For Hundley, herself a mother, watching the excitement on the children’s faces is an irreplaceable experience.
“The kids are excited, they walk out of there with bags and bags of clothes. It’s great to watch them come running out to show their parents what they got. I saw one girl take everything out of her bags one by one to show her parents,” Hundley recalls.
After shopping, students are treated to hair cuts and styling by a team of local hair dressers who also volunteer their services.The morning is capped off with a buffet breakfast donated by Sally Tomatoes Restaurant.
The owner “donates 100 percent of that breakfast, it’s awesome and we are so appreciative,” Hundley says.Organizing and paying for the event is no easy task. Each club chapter raises thousands of dollars to pay for the students clothes and supplies. For Sebastopol that means raising at least $1,750 for the 10 or so students they are hosting from the River to Coast Children Services. The Petaluma chapter will host 30 students referred by agencies including 4Cs (The Community Child Care Council of Sonoma County), COTS (Committee on the Shelterless) and the Boys and Girls Club. The remainder come from the efforts of the North Bay chapter serving Cotati/Rohnert Park.
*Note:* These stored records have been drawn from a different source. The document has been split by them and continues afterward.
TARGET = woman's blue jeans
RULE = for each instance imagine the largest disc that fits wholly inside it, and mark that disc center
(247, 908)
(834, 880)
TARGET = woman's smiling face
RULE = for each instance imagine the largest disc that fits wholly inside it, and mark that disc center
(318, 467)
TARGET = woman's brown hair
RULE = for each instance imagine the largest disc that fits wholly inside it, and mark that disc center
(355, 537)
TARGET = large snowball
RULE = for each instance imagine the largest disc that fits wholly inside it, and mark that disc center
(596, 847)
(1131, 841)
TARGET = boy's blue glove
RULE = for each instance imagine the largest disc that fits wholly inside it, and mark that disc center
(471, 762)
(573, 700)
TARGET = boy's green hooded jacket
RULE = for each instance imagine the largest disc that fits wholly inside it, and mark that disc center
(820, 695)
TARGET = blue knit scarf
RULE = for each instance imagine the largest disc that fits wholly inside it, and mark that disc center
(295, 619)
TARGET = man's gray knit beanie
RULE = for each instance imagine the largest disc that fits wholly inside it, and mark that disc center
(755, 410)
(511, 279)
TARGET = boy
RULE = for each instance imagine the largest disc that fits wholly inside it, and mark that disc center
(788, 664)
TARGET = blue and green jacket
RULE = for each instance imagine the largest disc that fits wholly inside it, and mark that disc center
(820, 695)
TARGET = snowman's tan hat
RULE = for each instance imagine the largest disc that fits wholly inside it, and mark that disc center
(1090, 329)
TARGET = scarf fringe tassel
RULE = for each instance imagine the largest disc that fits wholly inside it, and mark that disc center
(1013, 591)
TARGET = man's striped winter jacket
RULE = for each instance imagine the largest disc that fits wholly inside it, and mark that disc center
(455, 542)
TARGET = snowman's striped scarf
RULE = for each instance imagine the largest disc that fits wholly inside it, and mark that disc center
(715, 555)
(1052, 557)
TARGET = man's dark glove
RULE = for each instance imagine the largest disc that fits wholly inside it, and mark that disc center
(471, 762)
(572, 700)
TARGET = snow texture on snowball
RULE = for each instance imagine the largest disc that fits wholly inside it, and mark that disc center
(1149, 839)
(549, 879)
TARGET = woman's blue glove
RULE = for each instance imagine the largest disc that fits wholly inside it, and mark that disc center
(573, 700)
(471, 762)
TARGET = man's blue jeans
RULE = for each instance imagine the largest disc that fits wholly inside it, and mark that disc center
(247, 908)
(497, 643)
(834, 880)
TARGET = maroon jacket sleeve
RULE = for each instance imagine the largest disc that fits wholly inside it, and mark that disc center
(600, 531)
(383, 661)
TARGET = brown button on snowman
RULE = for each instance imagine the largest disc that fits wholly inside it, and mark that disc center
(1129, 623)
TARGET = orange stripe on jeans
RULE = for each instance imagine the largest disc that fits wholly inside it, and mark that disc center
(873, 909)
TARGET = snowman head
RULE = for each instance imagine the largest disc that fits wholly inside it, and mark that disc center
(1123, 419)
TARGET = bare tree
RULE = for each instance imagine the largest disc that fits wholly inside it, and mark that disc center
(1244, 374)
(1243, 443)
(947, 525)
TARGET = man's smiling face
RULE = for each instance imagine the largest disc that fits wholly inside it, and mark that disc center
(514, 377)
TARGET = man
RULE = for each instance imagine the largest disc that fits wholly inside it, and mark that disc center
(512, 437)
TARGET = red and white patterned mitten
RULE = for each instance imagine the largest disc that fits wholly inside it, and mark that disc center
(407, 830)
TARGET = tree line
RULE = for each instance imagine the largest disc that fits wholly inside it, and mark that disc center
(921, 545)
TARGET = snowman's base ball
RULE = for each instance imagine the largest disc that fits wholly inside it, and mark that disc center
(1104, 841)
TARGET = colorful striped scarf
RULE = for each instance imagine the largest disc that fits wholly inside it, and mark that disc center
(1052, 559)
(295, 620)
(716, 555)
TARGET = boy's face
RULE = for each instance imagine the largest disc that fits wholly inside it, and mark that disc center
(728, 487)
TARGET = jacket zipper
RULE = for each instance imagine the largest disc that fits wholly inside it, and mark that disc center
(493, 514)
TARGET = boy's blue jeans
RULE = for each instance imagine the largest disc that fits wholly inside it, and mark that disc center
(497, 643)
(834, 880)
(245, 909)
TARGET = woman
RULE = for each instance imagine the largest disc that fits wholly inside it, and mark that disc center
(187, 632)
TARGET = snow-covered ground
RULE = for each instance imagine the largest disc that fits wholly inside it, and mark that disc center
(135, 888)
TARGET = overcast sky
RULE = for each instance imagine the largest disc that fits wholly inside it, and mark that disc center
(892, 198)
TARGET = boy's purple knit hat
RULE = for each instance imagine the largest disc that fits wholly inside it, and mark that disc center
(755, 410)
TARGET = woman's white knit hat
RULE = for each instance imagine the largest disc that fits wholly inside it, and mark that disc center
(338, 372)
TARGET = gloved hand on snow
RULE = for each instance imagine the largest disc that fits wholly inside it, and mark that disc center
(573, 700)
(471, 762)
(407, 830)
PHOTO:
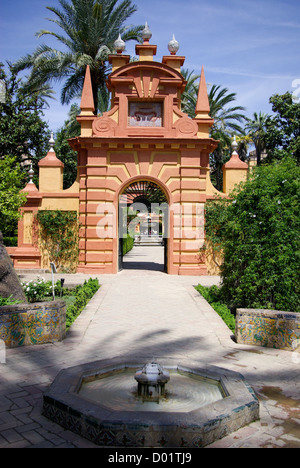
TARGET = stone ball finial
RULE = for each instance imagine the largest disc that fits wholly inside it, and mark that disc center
(234, 144)
(146, 33)
(173, 46)
(119, 45)
(31, 174)
(51, 142)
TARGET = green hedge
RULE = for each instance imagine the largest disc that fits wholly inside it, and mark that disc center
(82, 296)
(212, 296)
(10, 241)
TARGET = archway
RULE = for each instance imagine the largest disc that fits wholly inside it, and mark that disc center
(143, 227)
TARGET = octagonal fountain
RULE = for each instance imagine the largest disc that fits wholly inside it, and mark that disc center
(129, 404)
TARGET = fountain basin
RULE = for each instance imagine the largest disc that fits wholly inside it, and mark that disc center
(108, 423)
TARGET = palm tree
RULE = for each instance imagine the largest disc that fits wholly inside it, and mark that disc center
(227, 120)
(257, 132)
(189, 96)
(89, 29)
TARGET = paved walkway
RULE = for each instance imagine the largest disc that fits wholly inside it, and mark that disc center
(148, 314)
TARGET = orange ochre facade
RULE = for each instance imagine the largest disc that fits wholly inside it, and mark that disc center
(144, 137)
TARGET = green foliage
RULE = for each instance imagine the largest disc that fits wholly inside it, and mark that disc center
(213, 296)
(63, 150)
(82, 296)
(59, 237)
(10, 241)
(257, 230)
(11, 199)
(86, 31)
(38, 289)
(127, 244)
(8, 301)
(23, 133)
(283, 130)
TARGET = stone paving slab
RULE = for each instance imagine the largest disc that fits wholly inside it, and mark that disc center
(148, 315)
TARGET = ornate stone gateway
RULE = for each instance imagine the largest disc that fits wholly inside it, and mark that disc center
(145, 139)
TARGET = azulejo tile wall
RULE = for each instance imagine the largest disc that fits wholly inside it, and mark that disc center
(30, 324)
(268, 328)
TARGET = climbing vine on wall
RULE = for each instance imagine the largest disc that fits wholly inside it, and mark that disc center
(59, 237)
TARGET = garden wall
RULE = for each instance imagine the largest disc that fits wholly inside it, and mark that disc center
(30, 324)
(268, 328)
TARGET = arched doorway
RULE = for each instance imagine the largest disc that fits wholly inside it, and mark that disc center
(143, 227)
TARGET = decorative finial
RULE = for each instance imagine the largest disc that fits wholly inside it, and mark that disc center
(173, 46)
(119, 45)
(234, 144)
(146, 33)
(31, 174)
(51, 142)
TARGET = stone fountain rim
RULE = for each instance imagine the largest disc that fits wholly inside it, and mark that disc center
(63, 394)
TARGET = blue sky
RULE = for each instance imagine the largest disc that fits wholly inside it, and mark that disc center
(250, 47)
The money is raised through multiple events; pasta feeds, trivia nights and fireworks sales in July, for example. For Vito, the experience is one he’d like to see grow into more service projects for area youth in need.
“We are trying to do a lot with a few (members). We absolutely would like more members, there are a lot of people out there who want to help and we can provide a place for would-be volunteers to do that,” he says.
But for now, club members and students look forward to events like the Spree, where they can come together to enrich each others lives.
“As much as the children get out of this, the members get just as much, if not more. It’s a privilege to go shopping with these kids. This is something every single member looks forward to,” Hundley says.
“Part of our hope is that down the road the kids will remember 20–30 and will want to volunteer for something like this. One of our members told me she received services as a child in need and it means a lot to her to be giving back in her way,” she adds.